JAMA NEUROLOGY | March 27, 2017

Mattsson N, Cullen NC, Andreasson U, Zetterberg H and Blennow K.

JAMA Neurol. 2017;74(5):557-566.

doi:10.1001/jamaneurol.2016.6117

ABSTRACT

Importance
Plasma neurofilament light (NfL) has been suggested as a noninvasive biomarker to monitor neurodegeneration in Alzheimer disease (AD), but studies are lacking.

Objective
To examine whether longitudinal plasma NfL levels are associated with other hallmarks of AD.

Design, Setting, and Participants
This North American cohort study used data from 1583 individuals in the multicenter Alzheimer’s Disease Neuroimaging Initiative study from September 7, 2005, through June 16, 2016. Patients were eligible for inclusion if they had NfL measurements. Annual plasma NfL samples were collected for up to 11 years and were analyzed in 2018.

Exposures
Clinical diagnosis, Aβ and tau cerebrospinal fluid (CSF) biomarkers, imaging measures (magnetic resonance imaging and fluorodeoxyglucose–positron emission tomography), and tests on cognitive scores.
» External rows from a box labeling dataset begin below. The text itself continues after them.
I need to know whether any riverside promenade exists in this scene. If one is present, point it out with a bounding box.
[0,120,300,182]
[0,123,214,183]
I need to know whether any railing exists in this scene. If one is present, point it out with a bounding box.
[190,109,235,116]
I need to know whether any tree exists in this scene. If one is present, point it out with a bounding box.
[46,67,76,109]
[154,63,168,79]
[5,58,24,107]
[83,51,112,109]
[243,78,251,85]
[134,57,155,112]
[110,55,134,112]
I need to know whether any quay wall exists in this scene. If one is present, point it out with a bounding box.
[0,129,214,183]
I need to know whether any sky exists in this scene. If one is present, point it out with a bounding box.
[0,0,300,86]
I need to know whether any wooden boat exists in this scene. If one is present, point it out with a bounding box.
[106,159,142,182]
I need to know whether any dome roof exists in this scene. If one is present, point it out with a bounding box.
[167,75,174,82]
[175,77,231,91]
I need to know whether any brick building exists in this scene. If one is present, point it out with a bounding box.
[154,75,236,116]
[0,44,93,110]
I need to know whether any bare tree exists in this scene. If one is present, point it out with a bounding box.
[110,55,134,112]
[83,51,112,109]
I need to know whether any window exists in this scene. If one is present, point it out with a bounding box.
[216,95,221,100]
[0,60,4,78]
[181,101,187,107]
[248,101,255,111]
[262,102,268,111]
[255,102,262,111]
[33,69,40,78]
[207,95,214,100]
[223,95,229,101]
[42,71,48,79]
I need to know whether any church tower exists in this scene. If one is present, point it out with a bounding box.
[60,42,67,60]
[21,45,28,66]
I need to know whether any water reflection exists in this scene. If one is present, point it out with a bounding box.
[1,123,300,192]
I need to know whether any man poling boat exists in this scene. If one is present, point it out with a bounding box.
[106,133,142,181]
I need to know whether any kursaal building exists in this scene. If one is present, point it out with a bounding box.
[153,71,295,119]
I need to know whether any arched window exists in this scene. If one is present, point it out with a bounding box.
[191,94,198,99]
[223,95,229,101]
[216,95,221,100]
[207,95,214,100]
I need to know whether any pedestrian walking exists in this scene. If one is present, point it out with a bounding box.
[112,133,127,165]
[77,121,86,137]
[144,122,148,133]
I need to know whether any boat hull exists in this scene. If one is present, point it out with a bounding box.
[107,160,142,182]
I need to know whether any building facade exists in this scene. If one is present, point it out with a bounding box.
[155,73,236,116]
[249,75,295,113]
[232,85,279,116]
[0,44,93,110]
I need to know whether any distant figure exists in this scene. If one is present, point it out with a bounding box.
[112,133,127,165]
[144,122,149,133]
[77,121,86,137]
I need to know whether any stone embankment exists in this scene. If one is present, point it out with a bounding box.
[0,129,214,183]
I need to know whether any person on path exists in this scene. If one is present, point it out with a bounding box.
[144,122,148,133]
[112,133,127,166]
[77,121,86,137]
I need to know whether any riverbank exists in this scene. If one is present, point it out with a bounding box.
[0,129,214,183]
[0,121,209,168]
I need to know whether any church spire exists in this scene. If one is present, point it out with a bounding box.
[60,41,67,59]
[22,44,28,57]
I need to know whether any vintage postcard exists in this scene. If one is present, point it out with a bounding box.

Main Outcomes and Measures
The primary outcome was the association between baseline exposures (diagnosis, CSF biomarkers, imaging measures, and cognition) and longitudinal plasma NfL levels, analyzed by an ultrasensitive assay. The secondary outcomes were the associations between a multimodal classification scheme with Aβ, tau, and neurodegeneration (ie, the ATN system) and plasma NfL levels and between longitudinal changes in plasma NfL levels and changes in the other measures.

Results
Of the included 1583 participants, 716 (45.2%) were women, and the mean (SD) age was 72.9 (7.1) years; 401 had cognitive impairment, 855 had mild cognitive impairment, and 327 had AD dementia. The NfL level was increased at baseline in patients with mild cognitive impairment and AD dementia (mean levels: cognitive unimpairment, 32.1 ng/L; mild cognitive impairment, 37.9 ng/L; and AD dementia, 45.9 ng/L; P < .001) and increased in all diagnostic groups, with the greatest increase in patients with AD dementia. A longitudinal increase in NfL level correlated with baseline CSF biomarkers (low Aβ42 [P = .001], high total tau [P = .02], and high phosphorylated tau levels [P = .02]), magnetic resonance imaging measures (small hippocampal volumes [P < .001], thin regional cortices [P = .009], and large ventricular volumes [P = .002]), low fluorodeoxyglucose–positron emission tomography uptake (P = .01), and poor cognitive performance (P < .001) for a global cognitive score. With use of the ATN system, increased baseline NfL levels were seen in A–T+N+ (P < .001), A+T–N+ (P < .001), and A+T+N+ (P < .001), and increased rates of NfL levels were seen in A–T+N– (P = .009), A–T+N+ (P = .02), A+T–N+ (P = .04), and A+T+N+ (P = .002). Faster increase in NfL levels correlated with faster increase in CSF biomarkers of neuronal injury, faster rates of atrophy and hypometabolism, and faster worsening in global cognition (all P < .05 in patients with mild cognitive impairment; associations differed slightly in cognitively unimpaired controls and patients with AD dementia).

Conclusions and Relevance
The findings suggest that plasma NfL can be used as a noninvasive biomarker associated with neurodegeneration in patients with AD and may be useful to monitor effects in trials of disease-modifying drugs.